# Example: SL(2,C)

## Example: SL(2,C)

### Definition

The group $SL(2,\mathbf{C})$ is defined to be the group of 2-by-2 complex matrices with determinant 1 ("S" in the name stands for "special", which means determinant 1). This is a topologically closed subgroup of $GL(2,\mathbf{C})$ because it's cut out by a continuous equation $\det(M)=1$ .

### Lie algebra

The Lie algebra of $SL(2,\mathbf{C})$ is $\mathfrak{sl}(2,\mathbf{C})=\left\{\begin{pmatrix}a&b\\ c&d\end{pmatrix}\ :\ \det\exp t\begin{pmatrix}a&b\\ c&d\end{pmatrix}=1\ \forall t\in\mathbf{R}\right\}$ To first order in $t$ , $\det\exp t\begin{pmatrix}a&b\\ c&d\end{pmatrix}=\det\begin{pmatrix}1+ta&tb\\ tc&1+td\end{pmatrix}+\mathcal{O}(t^{2})=(1+ta)(1+td)-t^{2}bc+\mathcal{O}(t^{2}% )=1+t(a+d)+\mathcal{O}(t^{2}).$ Differentiating with respect to $t$ at $t=0$ gives: $\left.\frac{d}{dt}\right|_{t=0}\det\exp t\begin{pmatrix}a&b\\ c&d\end{pmatrix}=a+d=\left.\frac{d}{dt}\right|_{t=0}1=0.$ Therefore, if $M=\begin{pmatrix}a&b\\ c&d\end{pmatrix}$ is in $\mathfrak{sl}(2,\mathbf{C})$ , then the trace of $M$ $\mathrm{Tr}(M)=a+d$ is zero. It turns out that this is "if and only if" (we'll see this later) so that $\mathfrak{sl}(2,\mathbf{C})=\{M\ :\ \mathrm{Tr}(M)=0\}$ The general element of $\mathfrak{sl}(2,\mathbf{C})$ is therefore $\begin{pmatrix}a&b\\ c&-a\end{pmatrix}$ and we see that the Lie algebra is a 3-dimensional (complex) vector space with coordinates $a,b,c$ . By contrast, it's trickier to write down a formula for the general element of $SL(2,\mathbf{C})$ .

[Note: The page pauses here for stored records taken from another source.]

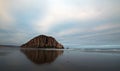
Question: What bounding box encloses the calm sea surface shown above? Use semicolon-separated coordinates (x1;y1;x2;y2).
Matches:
0;47;120;71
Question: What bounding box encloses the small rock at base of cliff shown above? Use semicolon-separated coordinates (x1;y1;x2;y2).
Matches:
21;35;64;49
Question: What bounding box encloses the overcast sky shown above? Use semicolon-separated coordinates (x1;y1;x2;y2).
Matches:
0;0;120;45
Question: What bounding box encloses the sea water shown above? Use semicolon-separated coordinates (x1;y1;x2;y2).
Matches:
0;46;120;71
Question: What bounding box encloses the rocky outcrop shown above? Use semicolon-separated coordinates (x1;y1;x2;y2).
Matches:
21;35;64;49
21;49;63;64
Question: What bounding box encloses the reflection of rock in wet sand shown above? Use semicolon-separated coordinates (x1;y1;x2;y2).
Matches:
21;49;63;64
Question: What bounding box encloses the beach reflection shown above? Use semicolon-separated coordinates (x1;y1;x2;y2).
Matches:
21;49;63;64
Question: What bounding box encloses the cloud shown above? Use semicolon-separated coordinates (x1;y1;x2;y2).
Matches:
0;0;14;29
33;0;100;33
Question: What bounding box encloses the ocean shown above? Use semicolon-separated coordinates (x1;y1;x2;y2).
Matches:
0;45;120;71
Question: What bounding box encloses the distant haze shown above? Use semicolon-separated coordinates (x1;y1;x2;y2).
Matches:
0;0;120;45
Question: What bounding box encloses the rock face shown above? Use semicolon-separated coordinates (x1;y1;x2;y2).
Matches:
21;35;64;49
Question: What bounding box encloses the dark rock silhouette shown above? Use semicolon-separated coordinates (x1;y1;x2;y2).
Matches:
21;49;63;64
21;35;64;49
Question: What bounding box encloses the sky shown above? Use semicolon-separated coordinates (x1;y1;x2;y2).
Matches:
0;0;120;45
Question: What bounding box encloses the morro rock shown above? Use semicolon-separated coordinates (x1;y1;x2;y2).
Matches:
21;35;64;49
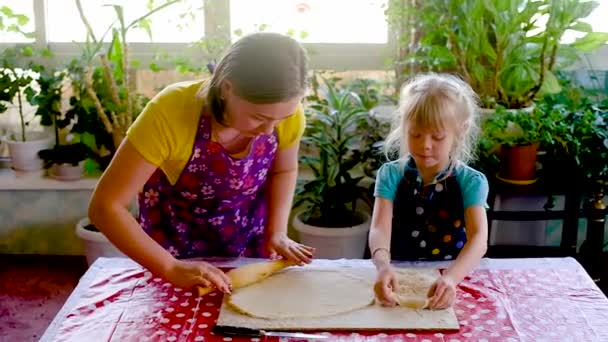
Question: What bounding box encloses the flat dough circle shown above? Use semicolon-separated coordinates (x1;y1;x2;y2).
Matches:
229;270;374;319
394;269;436;309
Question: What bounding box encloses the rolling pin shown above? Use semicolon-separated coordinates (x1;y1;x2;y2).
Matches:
198;259;294;296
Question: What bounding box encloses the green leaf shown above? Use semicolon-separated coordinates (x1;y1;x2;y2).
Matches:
540;71;562;94
571;32;608;52
570;21;593;32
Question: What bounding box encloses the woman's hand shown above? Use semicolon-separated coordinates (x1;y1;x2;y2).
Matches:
374;265;398;306
427;275;456;310
267;233;315;266
164;259;232;293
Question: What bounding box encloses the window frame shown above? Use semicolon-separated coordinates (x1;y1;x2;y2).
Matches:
0;0;608;71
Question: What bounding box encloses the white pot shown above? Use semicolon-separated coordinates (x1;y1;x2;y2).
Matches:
293;211;371;259
49;160;84;181
7;136;53;171
76;217;126;266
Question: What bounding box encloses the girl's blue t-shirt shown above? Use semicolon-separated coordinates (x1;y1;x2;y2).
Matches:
374;160;489;209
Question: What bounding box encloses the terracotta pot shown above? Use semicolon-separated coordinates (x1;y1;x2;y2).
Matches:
500;144;538;181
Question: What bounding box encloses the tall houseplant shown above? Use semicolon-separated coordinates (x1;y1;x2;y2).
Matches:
70;0;180;169
294;79;370;258
482;107;548;182
32;70;92;180
0;47;51;171
402;0;608;109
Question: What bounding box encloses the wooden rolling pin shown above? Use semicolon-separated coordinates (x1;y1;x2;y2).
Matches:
198;259;294;296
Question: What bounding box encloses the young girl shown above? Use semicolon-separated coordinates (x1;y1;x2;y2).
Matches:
369;74;488;309
89;33;313;292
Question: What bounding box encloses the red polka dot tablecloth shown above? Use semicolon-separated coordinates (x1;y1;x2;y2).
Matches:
42;258;608;342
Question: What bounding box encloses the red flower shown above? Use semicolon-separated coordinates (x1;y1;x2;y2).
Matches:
178;210;194;222
254;144;266;157
148;210;162;226
243;176;254;189
207;141;222;153
211;159;228;175
179;173;200;190
150;229;167;243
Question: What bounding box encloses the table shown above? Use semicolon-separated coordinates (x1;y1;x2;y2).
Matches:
41;257;608;342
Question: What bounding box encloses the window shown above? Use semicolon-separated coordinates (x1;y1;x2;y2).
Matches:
45;0;205;43
230;0;388;44
0;0;35;43
562;0;608;44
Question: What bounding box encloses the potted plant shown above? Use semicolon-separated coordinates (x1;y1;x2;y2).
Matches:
293;79;370;259
482;107;547;183
393;0;608;109
69;0;179;169
32;66;92;180
0;47;51;171
539;71;608;194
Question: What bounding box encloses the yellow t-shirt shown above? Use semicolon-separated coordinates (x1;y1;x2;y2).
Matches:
127;81;306;184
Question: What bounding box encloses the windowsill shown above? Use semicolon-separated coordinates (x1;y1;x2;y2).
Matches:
0;169;98;190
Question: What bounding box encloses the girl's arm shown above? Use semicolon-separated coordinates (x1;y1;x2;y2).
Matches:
267;143;314;264
369;197;393;270
444;206;488;284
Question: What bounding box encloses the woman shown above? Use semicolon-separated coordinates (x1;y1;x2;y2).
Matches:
89;33;313;293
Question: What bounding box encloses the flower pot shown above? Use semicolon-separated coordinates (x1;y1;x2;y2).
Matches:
49;161;84;181
293;211;371;259
7;134;53;171
76;217;126;266
499;144;538;181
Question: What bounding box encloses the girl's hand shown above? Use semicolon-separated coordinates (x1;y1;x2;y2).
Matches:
164;259;232;293
267;233;315;266
427;275;456;310
374;266;398;306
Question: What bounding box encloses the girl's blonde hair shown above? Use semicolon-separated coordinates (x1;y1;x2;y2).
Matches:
384;73;479;163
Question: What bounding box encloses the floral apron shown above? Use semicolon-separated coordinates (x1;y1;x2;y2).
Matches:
391;158;467;261
139;115;277;258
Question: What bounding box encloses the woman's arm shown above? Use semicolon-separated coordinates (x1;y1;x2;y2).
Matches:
267;139;314;264
444;206;488;284
89;139;231;293
369;197;393;270
89;139;174;275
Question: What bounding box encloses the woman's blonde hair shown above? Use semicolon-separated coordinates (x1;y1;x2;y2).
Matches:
384;73;479;163
197;32;308;122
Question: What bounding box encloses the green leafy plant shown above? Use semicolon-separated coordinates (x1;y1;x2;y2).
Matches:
539;71;608;186
71;0;180;154
294;79;369;227
482;107;548;146
393;0;608;109
0;47;48;141
32;70;93;168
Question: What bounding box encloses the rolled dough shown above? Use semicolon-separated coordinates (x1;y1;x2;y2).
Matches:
228;270;374;319
394;268;436;309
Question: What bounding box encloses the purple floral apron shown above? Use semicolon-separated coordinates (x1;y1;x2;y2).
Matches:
139;115;277;258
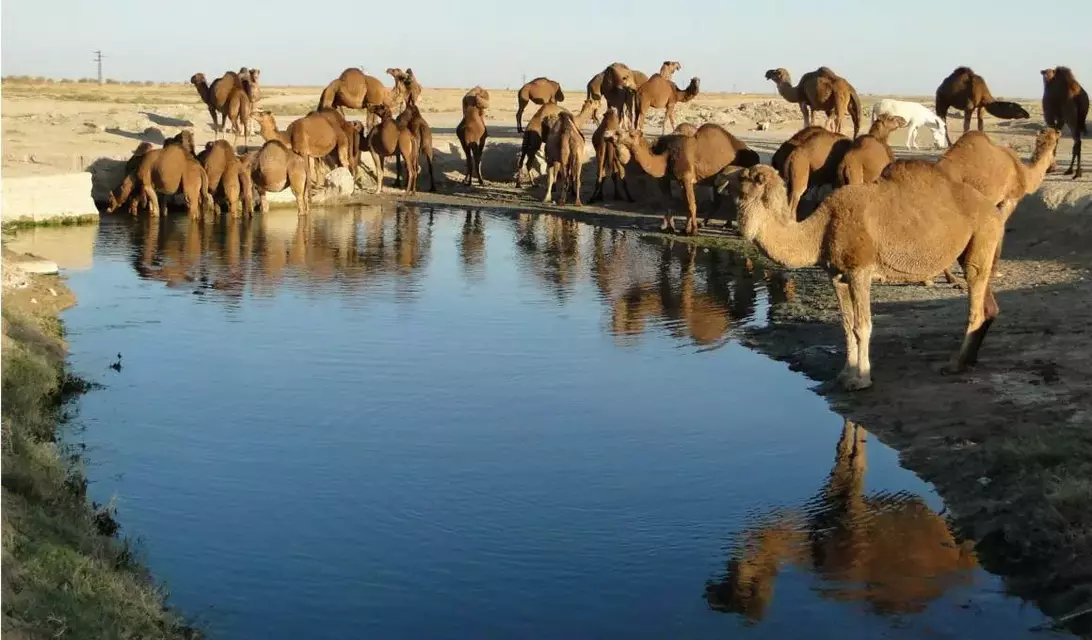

A basis for this vector space is given by setting one coordinate at a time equal to 1 (and the others equal to zero): $H=\begin{pmatrix}1&0\\ 0&-1\end{pmatrix},\quad X=\begin{pmatrix}0&1\\ 0&0\end{pmatrix},\quad Y=\begin{pmatrix}0&0\\ 1&0\end{pmatrix}$ That is, any element of $\mathfrak{sl}(2,\mathbf{C})$ can be written in a unique way as $aH+bX+cY$ for some $a,b,c\in\mathbf{C}$ .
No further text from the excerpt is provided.